The Words of the Tardy Family

French TV Chronicles the Rise of Modern South Korea and the Unification Church

Celine Tardy
January 14 2011

French state run broadcast 2TV has aired a New Year's Special Documentary on January 3rd titled, "An Eye On The Planet: South Korea" which also gave respectful coverage of the Unification Church in Korea. The documentary chiefly explored South Korea's rapid economic growth, South and North Korea's conflicts, various religions in S.K., Korean dramas and music gaining vast popularity in Asia.

The documentary reported that South Korea, the "hidden power," has been rising continuously in Asia, even though media coverage tends to focus only on its conflict with North Korea.

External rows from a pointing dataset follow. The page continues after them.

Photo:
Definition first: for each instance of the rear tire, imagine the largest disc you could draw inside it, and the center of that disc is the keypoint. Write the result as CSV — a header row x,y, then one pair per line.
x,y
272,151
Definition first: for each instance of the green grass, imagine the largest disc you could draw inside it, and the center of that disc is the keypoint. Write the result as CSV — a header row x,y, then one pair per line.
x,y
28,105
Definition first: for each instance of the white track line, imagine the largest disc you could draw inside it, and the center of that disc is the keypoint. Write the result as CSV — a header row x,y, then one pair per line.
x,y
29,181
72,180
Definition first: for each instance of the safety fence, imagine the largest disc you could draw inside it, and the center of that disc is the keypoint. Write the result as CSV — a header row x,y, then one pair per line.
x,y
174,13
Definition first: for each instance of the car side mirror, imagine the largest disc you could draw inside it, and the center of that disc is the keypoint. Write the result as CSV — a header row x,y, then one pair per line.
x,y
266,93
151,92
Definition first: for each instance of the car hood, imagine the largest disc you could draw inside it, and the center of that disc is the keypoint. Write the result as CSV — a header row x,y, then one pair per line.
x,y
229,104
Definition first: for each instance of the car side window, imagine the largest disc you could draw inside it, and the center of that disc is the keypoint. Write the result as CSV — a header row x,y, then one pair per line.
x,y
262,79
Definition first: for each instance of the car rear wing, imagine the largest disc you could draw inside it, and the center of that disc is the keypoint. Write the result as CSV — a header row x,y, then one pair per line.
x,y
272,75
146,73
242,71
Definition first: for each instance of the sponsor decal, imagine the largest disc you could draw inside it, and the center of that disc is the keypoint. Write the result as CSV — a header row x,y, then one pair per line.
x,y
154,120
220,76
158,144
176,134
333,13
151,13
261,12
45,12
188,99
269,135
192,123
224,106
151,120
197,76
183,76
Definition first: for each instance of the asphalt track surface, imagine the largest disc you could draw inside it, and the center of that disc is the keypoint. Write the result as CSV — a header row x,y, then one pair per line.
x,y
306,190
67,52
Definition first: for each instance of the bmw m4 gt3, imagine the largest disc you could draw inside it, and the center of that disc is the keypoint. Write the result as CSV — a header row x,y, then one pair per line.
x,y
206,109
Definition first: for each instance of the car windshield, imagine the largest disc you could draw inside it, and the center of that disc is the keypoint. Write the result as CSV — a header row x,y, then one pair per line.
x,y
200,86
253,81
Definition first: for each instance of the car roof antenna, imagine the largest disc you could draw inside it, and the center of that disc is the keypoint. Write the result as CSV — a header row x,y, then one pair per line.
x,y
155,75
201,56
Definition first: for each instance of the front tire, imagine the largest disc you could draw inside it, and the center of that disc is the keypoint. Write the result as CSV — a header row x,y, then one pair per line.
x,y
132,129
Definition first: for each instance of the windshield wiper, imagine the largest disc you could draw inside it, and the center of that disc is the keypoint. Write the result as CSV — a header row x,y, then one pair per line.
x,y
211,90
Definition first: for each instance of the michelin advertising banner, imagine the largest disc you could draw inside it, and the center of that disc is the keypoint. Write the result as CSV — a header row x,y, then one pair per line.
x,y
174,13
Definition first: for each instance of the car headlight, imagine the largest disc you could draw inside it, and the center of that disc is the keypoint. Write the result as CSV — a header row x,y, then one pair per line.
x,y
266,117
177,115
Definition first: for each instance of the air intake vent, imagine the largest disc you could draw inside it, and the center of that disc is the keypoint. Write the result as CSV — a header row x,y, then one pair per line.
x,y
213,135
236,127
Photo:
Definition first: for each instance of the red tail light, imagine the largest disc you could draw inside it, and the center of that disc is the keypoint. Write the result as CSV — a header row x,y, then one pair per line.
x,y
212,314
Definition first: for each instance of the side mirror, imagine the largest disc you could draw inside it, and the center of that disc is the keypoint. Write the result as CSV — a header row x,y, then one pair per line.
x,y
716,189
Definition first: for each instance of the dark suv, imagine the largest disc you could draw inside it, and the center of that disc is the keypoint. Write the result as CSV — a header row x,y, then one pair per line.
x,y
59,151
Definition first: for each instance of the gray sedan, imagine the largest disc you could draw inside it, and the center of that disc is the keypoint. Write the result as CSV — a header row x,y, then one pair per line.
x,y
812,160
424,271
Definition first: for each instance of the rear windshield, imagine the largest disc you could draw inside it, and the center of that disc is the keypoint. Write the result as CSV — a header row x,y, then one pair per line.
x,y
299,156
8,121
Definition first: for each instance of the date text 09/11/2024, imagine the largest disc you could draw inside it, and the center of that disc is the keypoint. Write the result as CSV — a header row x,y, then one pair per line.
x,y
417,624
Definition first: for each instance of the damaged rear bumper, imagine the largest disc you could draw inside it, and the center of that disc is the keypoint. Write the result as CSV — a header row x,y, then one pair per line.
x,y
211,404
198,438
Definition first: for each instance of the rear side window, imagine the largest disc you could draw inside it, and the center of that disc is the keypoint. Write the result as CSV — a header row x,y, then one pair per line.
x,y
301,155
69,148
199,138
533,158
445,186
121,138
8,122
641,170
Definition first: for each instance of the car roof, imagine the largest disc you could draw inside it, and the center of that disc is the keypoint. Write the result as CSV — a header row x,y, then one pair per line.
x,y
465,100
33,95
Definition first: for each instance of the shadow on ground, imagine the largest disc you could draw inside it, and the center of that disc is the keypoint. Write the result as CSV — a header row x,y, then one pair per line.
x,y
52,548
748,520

"Its industry is powerful," the narrator remarked in an introduction to its documentary: "Its global brands are known, its education system is one of the most efficient, and its economy has unflappable growth: more than 8% per year for thirty years!"

An Eye on the Planet adds that it is no coincidence that the European Union has signed a historical trade agreement with South Korea. "South Korea is already the fourth largest trading partner of the European Union and the country's economic rise is coupled with a political ambition."

In the section of the documentary focused on religions, which included Buddhists and Protestants, the Unification Church's founder Rev. Sun Myung Moon is shown in a segment presenting a mass-wedding Blessing ceremony held in Korea on October 2009, which consecrated more than 10,000 international marriages. With the music of "Hallelujah" playing in the background, the documentary explains that "Rev. Moon has created his own religion, The Unification Church, better known in France today as the "Sect Moon."

The headquarters of the Unification Church in Seoul is shown, where reporters interviewed Mr. Justin Kook-Jin Moon, the fourth son of Rev. Sun Myung Moon, and current chairman of the Unification Church Foundation in Korea.

"Bonjour, my name is Justin Moon," Moon greets, giving reporters a tour of the headquarters, pointing to the display of the church logo, the planning department, and explaining about management. The documentary notes that Justin Moon has graduated from universities in the United States, and describes him as a savvy business man who compares his church to a corporation.

In the interview, Moon explains "Because of religious freedom, even if we are a new religion, and there are many established churches, we have been able to conduct our activities freely."

Justin Moon says that "Naturally, established churches do not always like the new growing religions who witness to their members. It creates a certain level of competition. However, it is this free exchange of ideas which allows the whole society to make progress and to be more understanding toward others."